Trump : Terminator du système international

Donald Trump a décidé de suspendre le financement américain à l’Organisation mondiale de la santé (OMS). Pour justifier une telle suspension, il avance que l’OMS a failli dans sa tâche et qu’elle est largement responsable d’une plus large diffusion de la pandémie du Coronavirus du fait de sa trop grande proximité avec le pouvoir chinois.

Un tel argument est contradictoire avec le discours initial du président américain qui, en janvier, félicitait au contraire Xi Jinping pour sa gestion de l’épidémie.

De nombreux reproches peuvent certainement être émis à l’égard de l’OMS. Elle a effectivement trop collé à la communication du gouvernement chinois au début de l’épidémie et n’a certainement pas lancé suffisamment tôt l’alerte. Mais est-ce bien le moment de suspendre une partie considérable de ses financements ? N’est-il pas préférable d’attendre la fin de la crise et de ne pas couper, en plein incendie sanitaire, les ailes financières à l’OMS ? Pour le moment, il s’agit de la seule organisation internationale en charge de cette pandémie. Rien qu’à l’égard de son personnel qui se bat quotidiennement contre la pandémie, le signal n’est tout simplement pas sérieux et parfaitement irresponsable. D’ailleurs, aucun chef d’État et de gouvernement, aucun responsable international n’a approuvé cette décision.

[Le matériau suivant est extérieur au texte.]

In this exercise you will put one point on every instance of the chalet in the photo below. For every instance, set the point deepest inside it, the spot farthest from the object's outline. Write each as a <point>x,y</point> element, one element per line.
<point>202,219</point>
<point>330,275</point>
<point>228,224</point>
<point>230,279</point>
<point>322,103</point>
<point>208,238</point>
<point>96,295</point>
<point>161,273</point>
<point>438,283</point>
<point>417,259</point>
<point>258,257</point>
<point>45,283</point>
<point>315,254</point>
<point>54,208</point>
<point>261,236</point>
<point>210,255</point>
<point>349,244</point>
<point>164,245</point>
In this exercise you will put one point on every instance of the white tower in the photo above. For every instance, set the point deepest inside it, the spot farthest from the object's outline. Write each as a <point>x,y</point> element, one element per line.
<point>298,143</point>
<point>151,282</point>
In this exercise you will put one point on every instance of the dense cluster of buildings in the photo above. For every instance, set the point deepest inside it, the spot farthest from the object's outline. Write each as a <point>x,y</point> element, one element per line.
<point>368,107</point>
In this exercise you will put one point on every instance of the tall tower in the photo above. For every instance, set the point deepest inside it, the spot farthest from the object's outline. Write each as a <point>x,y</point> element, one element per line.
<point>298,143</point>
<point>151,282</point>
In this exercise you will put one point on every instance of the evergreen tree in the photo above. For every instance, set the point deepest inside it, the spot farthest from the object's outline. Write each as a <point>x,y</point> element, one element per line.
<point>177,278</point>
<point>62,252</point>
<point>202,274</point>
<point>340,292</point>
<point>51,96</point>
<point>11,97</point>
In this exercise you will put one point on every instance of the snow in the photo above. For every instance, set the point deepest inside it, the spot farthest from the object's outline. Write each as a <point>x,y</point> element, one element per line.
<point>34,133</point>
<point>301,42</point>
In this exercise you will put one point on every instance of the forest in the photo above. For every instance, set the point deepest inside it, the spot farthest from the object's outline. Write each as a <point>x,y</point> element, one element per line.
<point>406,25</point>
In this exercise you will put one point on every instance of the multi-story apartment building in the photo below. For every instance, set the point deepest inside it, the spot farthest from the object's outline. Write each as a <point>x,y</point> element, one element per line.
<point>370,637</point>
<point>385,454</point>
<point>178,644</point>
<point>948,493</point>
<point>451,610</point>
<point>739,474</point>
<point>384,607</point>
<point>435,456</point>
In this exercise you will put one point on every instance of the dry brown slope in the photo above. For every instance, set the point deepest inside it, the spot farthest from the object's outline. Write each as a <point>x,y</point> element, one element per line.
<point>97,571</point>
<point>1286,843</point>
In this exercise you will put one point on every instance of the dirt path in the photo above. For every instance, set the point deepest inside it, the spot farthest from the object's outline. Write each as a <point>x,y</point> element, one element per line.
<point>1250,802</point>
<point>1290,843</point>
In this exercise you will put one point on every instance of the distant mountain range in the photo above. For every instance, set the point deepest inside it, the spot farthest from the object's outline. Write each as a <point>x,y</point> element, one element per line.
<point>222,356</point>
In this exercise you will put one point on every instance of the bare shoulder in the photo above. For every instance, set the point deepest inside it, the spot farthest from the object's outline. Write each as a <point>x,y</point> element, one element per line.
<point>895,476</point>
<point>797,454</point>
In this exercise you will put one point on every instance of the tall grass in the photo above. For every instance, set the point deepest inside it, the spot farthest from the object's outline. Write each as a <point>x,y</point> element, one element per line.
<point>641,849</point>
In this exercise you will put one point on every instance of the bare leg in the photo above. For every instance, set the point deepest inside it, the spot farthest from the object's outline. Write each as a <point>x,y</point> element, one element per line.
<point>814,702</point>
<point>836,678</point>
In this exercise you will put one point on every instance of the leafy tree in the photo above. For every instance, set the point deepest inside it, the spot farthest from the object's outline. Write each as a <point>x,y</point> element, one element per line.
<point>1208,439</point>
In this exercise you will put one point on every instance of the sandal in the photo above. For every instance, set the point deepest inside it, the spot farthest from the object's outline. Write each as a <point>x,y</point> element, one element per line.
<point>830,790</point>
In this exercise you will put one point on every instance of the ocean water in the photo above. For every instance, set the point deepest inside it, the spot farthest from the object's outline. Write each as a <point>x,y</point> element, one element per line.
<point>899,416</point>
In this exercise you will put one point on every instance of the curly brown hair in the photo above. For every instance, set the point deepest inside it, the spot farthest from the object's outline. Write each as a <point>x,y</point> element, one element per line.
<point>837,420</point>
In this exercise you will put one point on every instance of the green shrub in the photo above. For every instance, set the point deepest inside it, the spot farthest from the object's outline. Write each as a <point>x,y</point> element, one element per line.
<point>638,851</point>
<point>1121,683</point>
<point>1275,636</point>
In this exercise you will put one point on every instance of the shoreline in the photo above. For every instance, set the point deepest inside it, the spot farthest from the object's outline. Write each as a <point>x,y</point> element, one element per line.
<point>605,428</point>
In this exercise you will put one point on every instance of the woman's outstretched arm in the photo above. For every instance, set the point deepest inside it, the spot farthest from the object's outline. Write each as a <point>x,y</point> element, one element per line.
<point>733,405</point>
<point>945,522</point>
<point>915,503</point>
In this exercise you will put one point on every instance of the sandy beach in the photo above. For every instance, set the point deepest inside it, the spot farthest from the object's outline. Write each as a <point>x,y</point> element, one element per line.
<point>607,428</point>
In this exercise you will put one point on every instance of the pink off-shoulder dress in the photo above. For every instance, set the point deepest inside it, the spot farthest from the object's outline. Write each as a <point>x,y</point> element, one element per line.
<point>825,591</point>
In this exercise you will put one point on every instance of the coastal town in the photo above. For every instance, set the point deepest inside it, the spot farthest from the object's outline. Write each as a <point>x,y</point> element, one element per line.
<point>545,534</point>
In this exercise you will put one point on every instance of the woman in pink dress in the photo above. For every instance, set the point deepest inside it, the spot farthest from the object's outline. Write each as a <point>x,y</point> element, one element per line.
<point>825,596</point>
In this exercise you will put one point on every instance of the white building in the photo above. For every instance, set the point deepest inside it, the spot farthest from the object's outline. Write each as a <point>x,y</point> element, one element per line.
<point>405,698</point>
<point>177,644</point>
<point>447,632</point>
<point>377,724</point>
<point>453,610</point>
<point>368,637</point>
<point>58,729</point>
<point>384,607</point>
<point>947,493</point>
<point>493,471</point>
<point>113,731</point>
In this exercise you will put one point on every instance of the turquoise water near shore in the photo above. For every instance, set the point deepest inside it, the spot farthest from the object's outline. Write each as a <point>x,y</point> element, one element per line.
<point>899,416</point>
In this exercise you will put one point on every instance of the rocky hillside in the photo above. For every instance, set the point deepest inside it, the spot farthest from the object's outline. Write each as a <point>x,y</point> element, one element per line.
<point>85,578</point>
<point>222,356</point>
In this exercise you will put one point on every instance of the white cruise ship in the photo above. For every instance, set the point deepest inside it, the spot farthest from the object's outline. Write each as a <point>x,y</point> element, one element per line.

Mais comme toujours, Donald Trump fait de la politique intérieure. Il pense avant tout à son électorat hostile en général aux institutions internationales, d’autant plus si elles sont censées aider les pays pauvres jamais reconnaissants, alors qu’il y a tant de besoins à couvrir en interne… Trump prend ainsi une décision d’ordre international en ayant pour priorité son cœur de cible électorale, sans prendre en compte la responsabilité internationale des États-Unis.

Cette décision s’intègre évidemment dans la logique de la politique du président américain. Bien avant la crise du Coronavirus, des élus républicains souhaitaient la réduction des crédits américains versés à l’OMS. Donald Trump plus que tout autre président américain, s’en prend depuis le début de son mandat à l’ensemble des institutions internationales. C’est d’abord le retrait de l’UNESCO, c’est ensuite le retrait de l’Accord de Paris sur le climat, de l’accord sur le nucléaire iranien, c’est aussi le fait de ne pas nommer de juge américain à l’OMC. Et ce sont évidemment ses attaques répétées à l’égard de l’ONU.

On peut objectivement faire de nombreux reproches aux institutions internationales. Mais ce sont souvent les blocages, fait des grandes puissances, qui les rendent moins efficientes. Finalement, la question centrale est de savoir si sans l’OMS, ou sans l’ONU, le monde tournerait mieux et si leur absence permettrait de mieux combattre la pandémie qui touche actuellement le monde. Certainement pas.

Au nom de ses intérêts électoraux, Donald Trump porte une grave atteinte à la lutte globale contre le Coronavirus et au système international en général. S’il était réélu, il serait conforté dans sa logique unilatéraliste et continuerait effectivement les coups de boutoir. Or, comment bâtir un système multilatéral si la plus grande puissance n’y participe pas et travaille de manière quasi-systématique à le saper ? Donald Trump reproche à la Chine de trop prendre pied au sein du système international. C’est indéniable, mais Pékin ne fait que profiter du vide laissé par Washington au sein de l’ensemble des institutions. Ce n’est donc pas en aggravant ce vide que l’on va lutter contre l’offensive diplomatique chinoise.

Si Donald Trump devait être réélu en novembre, ce serait un coup terrible pour le système international. La gestion d’un monde globalisé serait encore plus difficile, plus dangereuse. La Chine investirait alors d’autant plus les champs désertés par les États-Unis.

Si Joe Biden était élu, on ne pourrait rêver d’États-Unis multilatéralistes. L’unilatéralisme est inscrit dans l’ADN stratégique américain. Tout est alors une question de proportion. Donald Trump le pousse à l’extrême, un président démocrate serait moins unilatéraliste, mais il ne changerait pas complètement de cap. C’est néanmoins toujours préférable.

Dans un monde global, on constate bien que les frontières ne protègent pas d’une pandémie et que tous les grands défis auxquels l’humanité est confrontée ne peuvent être résolus que par des systèmes multilatéraux, que par la négociation multilatérale. Les institutions internationales sont aujourd’hui ce que Churchill disait de la démocratie « le pire des systèmes à l’exclusion de tous les autres ».